Our research, conducted in collaboration with Sorbonne University, proposes two components vital to the development of effective CL systems: a set of general properties that make up an effective CL learner and a standard benchmark, called CTrL, for evaluating CL systems. We’re making CTrL publicly available for the first time to help the community progress on this research problem. We have also open-sourced a new CL model, MNTDP, that offers superior performance on a variety of benchmarks, including our own.
Our primary contribution is identifying general properties — beyond avoiding catastrophic forgetting — required by an effective CL learner. For instance, the model’s memory consumption must grow slowly as tasks are added, or the learner must make more accurate predictions when it observes new examples that are related to tasks it tackled earlier.
Using these principles, we created CTrL to benchmark how efficiently CL models transfer knowledge from one task to the next and scale to a larger number of tasks. CTrL is based on the idea of comparing the performance of a model on the same task in two conditions: when the task is learned in isolation versus when it’s learned after the observation of a sequence of potentially related tasks.
By examining the model in both settings, CTrL can help us evaluate the amount of knowledge transferred from the sequence of observed tasks. This allows us to successfully evaluate the model’s ability to transfer to similar tasks. Our benchmark proposes numerous streams of tasks to assess multiple dimensions of transfer, as well as a long sequence of tasks for assessing the ability of CL models to scale. You can access CTrL online here.
We also propose a new model that works well on both standard CL benchmarks and the newly introduced CTrL. When this model — which we call Modular Networks with Task-Driven Priors (MNTDP) — confronts a new task, it determines which previously learned modules can be applied as well as which new modules are required to solve the task. The more similar the current task is to a previous task, the more MNTDP will share modules.
MNTDP leverages a task-driven prior used to limit the search space over the possible ways to combine modules. This drastically reduces computation while yielding better transfer quality. You can access MNTDP here and reproduce the results of our paper.
People take their ability to learn from past experiences for granted, but we cannot do that with AI systems. Being able to use CL to train an AI like you’d train a human is an exciting idea and bypasses many of the bottlenecks associated with classic ML approaches. ML models are typically trained in isolation, requiring a single model for each new task, and have been able to achieve high performance only with massive data sets in supervised settings or through billions of interactions in reinforcement learning settings.

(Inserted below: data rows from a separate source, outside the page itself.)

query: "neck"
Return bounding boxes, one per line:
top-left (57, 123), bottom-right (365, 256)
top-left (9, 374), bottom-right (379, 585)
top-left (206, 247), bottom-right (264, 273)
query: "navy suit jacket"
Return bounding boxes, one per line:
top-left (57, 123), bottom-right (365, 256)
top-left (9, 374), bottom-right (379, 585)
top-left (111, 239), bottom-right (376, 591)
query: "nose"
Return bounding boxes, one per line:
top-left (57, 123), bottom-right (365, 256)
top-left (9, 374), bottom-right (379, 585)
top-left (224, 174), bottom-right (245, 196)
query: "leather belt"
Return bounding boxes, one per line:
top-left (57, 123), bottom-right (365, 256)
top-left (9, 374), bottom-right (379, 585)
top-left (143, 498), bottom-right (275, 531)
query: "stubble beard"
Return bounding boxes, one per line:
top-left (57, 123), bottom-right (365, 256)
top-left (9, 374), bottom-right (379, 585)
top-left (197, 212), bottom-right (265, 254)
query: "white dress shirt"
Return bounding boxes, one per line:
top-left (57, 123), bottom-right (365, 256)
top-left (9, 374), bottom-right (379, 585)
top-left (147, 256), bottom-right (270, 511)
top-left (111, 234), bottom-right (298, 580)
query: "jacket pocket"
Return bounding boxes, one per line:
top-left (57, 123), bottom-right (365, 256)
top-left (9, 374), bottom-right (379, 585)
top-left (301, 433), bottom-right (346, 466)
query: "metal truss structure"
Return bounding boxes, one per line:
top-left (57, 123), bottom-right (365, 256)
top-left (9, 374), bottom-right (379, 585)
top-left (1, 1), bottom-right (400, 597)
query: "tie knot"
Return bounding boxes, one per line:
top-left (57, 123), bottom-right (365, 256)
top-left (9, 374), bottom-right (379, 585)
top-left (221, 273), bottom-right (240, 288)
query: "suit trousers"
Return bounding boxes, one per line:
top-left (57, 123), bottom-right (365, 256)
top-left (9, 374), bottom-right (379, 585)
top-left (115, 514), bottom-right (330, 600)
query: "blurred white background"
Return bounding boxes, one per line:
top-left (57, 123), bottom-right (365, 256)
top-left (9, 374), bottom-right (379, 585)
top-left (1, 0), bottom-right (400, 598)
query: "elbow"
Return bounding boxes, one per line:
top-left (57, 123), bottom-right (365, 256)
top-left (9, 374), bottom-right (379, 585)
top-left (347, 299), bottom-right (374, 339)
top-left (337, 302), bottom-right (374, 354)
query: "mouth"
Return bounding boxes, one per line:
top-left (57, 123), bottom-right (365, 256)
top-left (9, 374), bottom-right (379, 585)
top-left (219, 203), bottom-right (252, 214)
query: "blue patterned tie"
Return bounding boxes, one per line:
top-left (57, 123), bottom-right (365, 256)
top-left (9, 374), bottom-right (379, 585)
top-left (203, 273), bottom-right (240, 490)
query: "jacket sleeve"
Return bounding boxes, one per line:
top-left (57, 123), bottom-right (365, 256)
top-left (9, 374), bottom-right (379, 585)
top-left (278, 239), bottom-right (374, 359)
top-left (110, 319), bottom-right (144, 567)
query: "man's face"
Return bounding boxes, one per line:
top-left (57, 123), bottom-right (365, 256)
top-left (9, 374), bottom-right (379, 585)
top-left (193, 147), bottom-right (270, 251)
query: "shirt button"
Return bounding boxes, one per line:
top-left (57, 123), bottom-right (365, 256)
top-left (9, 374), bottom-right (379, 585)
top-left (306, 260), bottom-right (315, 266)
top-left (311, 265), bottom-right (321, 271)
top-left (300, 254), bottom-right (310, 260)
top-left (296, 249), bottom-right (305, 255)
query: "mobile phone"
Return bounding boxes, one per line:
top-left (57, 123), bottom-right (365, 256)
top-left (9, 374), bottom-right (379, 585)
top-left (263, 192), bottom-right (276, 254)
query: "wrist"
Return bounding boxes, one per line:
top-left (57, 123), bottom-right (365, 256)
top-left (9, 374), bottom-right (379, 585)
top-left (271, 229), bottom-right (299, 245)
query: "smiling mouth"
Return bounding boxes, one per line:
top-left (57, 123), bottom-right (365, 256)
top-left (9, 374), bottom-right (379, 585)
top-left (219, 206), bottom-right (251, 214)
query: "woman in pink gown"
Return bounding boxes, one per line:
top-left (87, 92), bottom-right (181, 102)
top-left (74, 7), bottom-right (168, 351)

If the models can instead continuously learn from one task to the next, we can drastically reduce the amount of labeled training data to train them. This, in turn, reduces the time and resources needed to build new models and opens the door to personalized systems better suited to meeting people’s needs — like a conversational agent that learns by talking to people, or a speech recognition system that continuously adapts to new idioms and changing circumstances.
We’ve long been committed to the principles of open science, and this research is still in its early stages, so we’re excited to work with the community on advancing CL. We are releasing the CTrL benchmark alongside the MNTDP model in hopes that it will help others reproduce our research and test their own CL systems going forward.